Single-family inventories are still down 19% in April, below pre-pandemic levels, and under-building after the global financial crisis has caused a significant deficit of more than 1 million homes in the US, Citigroup analysts led by Anthony Pettinari wrote. As it currently stands, most measures suggest “the market does not have a path to close the housing deficit in the near-term,” the note said. 

Adding to the crunch, current homeowners are locked into their lower mortgage rates, and it doesn’t appear they’ll be “unlocking” from that anytime soon, according to Citi. Tight resale inventory is in part due to a large group of potential move-up buyers opting not to sell their current properties, as to not lose their highly favorable mortgage rates. 
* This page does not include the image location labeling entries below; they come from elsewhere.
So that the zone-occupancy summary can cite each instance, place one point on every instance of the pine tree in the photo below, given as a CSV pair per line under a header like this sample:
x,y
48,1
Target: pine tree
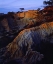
x,y
49,2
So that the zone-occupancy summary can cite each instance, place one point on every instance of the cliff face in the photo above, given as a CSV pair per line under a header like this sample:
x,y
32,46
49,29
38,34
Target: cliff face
x,y
34,42
28,14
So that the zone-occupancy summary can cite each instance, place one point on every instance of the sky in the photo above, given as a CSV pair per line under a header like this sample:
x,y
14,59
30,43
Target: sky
x,y
14,5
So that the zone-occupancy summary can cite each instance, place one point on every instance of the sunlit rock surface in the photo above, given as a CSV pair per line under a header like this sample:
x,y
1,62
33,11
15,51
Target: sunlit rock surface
x,y
35,39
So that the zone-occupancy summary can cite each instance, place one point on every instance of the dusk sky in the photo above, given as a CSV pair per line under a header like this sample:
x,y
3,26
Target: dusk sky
x,y
14,5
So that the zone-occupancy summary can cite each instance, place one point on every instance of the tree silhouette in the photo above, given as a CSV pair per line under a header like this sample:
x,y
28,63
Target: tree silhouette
x,y
21,9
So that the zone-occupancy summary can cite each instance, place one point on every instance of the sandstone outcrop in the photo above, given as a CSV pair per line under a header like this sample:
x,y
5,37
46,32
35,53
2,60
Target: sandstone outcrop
x,y
35,39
The tight supply “may provide a multi-year tailwind for builders,” the note said. The bank remains positive on homebuilders, with buy-ratings for PulteGroup Inc., D.R. Horton Inc. and Lennar Corp., citing favorable net order growth as a near-term catalyst in the second half of 2023.

Citi estimates that benchmark Fed interest rates would have to fall to about 5% before total supply could reach pre-pandemic levels, and rates would need to fall to roughly 3% before supply could reach pre-global financial crisis average levels. The analysts view the latter scenario as highly unlikely. 

Last week, the Fed unanimously voted to hold the benchmark rate in the target range of 5% to 5.25%, its first pause since it began aggressive rate hikes in early 2022.

“We expect that as mortgage rates fall, some of this pent-up supply may come to market; however, it would require a significant decline in benchmark FRM rates before supply normalizes to pre-pandemic levels,” the analysts wrote.